Türkiye, merkezi Lizbon’da bulunan Avrupa Birliği Uyuşturucu ve Uyuşturucu Bağımlılığını İzleme Merkezi’ne (EMCDDA) katılma kararı almıştır. Katılım Anlaşması 26 Ağustos 2004 tarihinde Ankara’da parafe edilmiş olup, 30 Ekim 2007 tarihinde imzalanmıştır. 2024 yılında görev ve yetkileri değiştirilen EMCDDA “European Union Drugs Agency” (EUDA) adı altında yeniden yapılandırılmıştır.

Türkiye, uyuşturucu kaçakçılığıyla mücadelenin dünya uyuşturucu sorununun sadece bir parçası olduğunun bilincindedir. Yasadışı uyuşturucu madde ekimi ve uyuşturuculara yönelik talep yüksek olduğu sürece, bu sorunla mücadelede başarı sağlamak güçtür. Bu çerçevede Türkiye, uyuşturucuların arz ve talebiyle mücadelede bütüncül bir yaklaşım benimsenmesi gerektiği görüşünü paylaşmaktadır.

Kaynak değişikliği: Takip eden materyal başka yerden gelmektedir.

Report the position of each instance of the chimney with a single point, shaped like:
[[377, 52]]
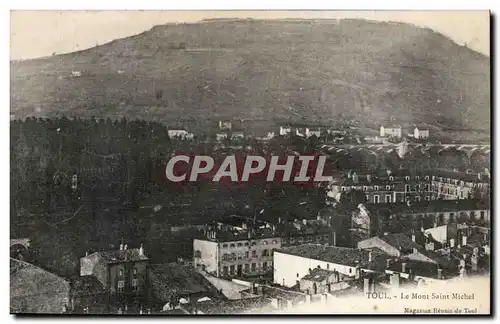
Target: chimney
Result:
[[366, 286], [394, 280]]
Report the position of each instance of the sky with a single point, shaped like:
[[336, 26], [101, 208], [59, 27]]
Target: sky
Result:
[[42, 33]]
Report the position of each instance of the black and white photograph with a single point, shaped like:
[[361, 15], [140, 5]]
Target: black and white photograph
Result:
[[250, 162]]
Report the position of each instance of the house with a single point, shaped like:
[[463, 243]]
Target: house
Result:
[[293, 263], [34, 290], [180, 133], [172, 281], [420, 132], [88, 296], [221, 136], [228, 252], [122, 272], [285, 130], [224, 124], [395, 131]]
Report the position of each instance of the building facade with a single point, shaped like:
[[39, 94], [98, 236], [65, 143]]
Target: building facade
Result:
[[225, 253], [121, 272]]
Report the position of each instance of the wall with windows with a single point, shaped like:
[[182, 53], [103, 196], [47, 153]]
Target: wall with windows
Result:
[[206, 256], [249, 257]]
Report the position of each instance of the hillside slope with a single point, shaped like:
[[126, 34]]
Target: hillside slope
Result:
[[303, 70]]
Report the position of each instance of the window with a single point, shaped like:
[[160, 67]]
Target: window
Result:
[[121, 285], [134, 284]]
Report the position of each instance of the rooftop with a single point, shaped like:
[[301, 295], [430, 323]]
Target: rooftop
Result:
[[171, 279], [339, 255]]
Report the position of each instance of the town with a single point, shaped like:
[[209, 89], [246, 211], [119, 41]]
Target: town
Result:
[[401, 209]]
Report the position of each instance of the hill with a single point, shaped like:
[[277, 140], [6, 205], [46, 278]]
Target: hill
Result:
[[266, 72]]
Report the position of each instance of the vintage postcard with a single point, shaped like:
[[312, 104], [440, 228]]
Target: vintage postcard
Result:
[[239, 162]]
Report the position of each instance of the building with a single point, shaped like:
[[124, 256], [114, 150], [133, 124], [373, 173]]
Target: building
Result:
[[229, 252], [395, 131], [420, 132], [401, 186], [180, 134], [34, 290], [304, 231], [122, 272], [171, 282], [285, 130], [293, 263], [454, 185]]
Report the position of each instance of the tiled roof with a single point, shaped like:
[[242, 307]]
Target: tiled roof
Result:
[[122, 256], [400, 240], [339, 255], [318, 275], [424, 269], [237, 306], [171, 279], [433, 206]]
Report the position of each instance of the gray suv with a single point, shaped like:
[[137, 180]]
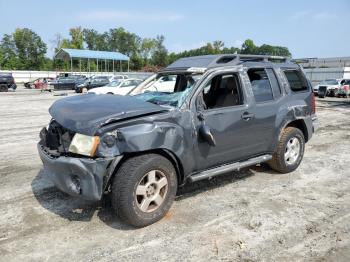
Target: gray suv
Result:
[[225, 112]]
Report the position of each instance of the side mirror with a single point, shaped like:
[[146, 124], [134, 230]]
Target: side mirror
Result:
[[204, 132]]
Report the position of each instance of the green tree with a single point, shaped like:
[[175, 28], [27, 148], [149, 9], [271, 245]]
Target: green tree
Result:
[[160, 55], [8, 57], [248, 47], [94, 40], [147, 48], [123, 41], [23, 50], [77, 38]]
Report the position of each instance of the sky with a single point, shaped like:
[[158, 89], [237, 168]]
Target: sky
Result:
[[308, 28]]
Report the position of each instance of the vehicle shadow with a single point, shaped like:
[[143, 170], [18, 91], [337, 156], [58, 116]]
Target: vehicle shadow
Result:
[[72, 208], [75, 209], [192, 189]]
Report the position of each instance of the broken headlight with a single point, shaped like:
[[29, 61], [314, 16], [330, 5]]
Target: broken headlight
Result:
[[84, 145]]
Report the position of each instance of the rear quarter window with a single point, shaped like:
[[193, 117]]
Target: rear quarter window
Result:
[[296, 80]]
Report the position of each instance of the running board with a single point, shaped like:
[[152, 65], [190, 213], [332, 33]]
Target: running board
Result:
[[207, 174]]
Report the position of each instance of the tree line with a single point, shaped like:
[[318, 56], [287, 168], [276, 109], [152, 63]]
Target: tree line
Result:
[[25, 50]]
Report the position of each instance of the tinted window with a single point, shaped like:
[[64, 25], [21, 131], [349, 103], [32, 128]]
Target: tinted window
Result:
[[222, 91], [296, 81], [260, 84], [274, 83]]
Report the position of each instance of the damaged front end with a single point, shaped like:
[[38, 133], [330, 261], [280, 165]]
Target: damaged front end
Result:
[[75, 174]]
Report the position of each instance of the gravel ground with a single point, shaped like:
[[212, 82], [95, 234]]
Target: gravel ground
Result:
[[252, 215]]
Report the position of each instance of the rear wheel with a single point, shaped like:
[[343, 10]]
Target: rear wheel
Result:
[[143, 189], [289, 152]]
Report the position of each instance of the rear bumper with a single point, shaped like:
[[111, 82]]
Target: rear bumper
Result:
[[315, 124], [81, 177]]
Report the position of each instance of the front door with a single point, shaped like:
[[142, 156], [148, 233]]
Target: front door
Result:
[[222, 106]]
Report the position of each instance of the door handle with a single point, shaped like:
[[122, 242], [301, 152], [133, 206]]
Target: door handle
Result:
[[247, 116]]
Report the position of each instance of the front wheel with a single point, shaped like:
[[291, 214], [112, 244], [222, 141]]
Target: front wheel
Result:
[[144, 189], [289, 151]]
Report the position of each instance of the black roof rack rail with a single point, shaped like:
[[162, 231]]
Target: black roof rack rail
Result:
[[264, 58], [211, 61]]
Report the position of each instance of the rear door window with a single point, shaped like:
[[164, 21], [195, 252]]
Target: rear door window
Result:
[[260, 84], [296, 80]]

Terörizmin, uyuşturucu kaçakçılığı başta olmak üzere, çeşitli örgütlü suçlar vasıtasıyla finanse edildiği, Birleşmiş Milletler ve Mali Eylem Görev Gücü (FATF) dahil olmak üzere tüm uluslararası platformlarda kabul edilen bir olgudur. Bu çerçevede, başta PKK olmak üzere, terör örgütlerinin gelirlerinin büyük bölümünün, özellikle Avrupa ülkelerine yönelik gerçekleştirilen uyuşturucu madde kaçakçılığından elde edildiği bilinen bir husustur. Avrupa’da yaygın örtülü bir suç ağı ve paravan kuruluşları olan PKK, uyuşturucuların sokaktaki satışını da kontrol etmektedir. Terör örgütü ile uyuşturucu trafiği arasındaki organik bağ, gerek ülkemiz gerekse diğer ülkelerin güvenlik güçleri tarafından gerçekleştirilen operasyonlar neticesinde ulusal ve uluslararası kamuoyunun dikkatine getirilmiştir. PKK’nın uyuşturucu kaçakçılığı dahil örgütlü suçlara karıştığı, Europol’ün yıllık Terörizm Durum ve Eğilim raporunda da vurgulanmaktadır. Bu bağlamda ülkemiz, uyuşturucuyla ve diğer örgütlü suçlarla mücadele ile terörle mücadelenin eşgüdüm içerisinde ve uluslararası işbirliğiyle yürütülmesi gerektiğini savunmaktadır.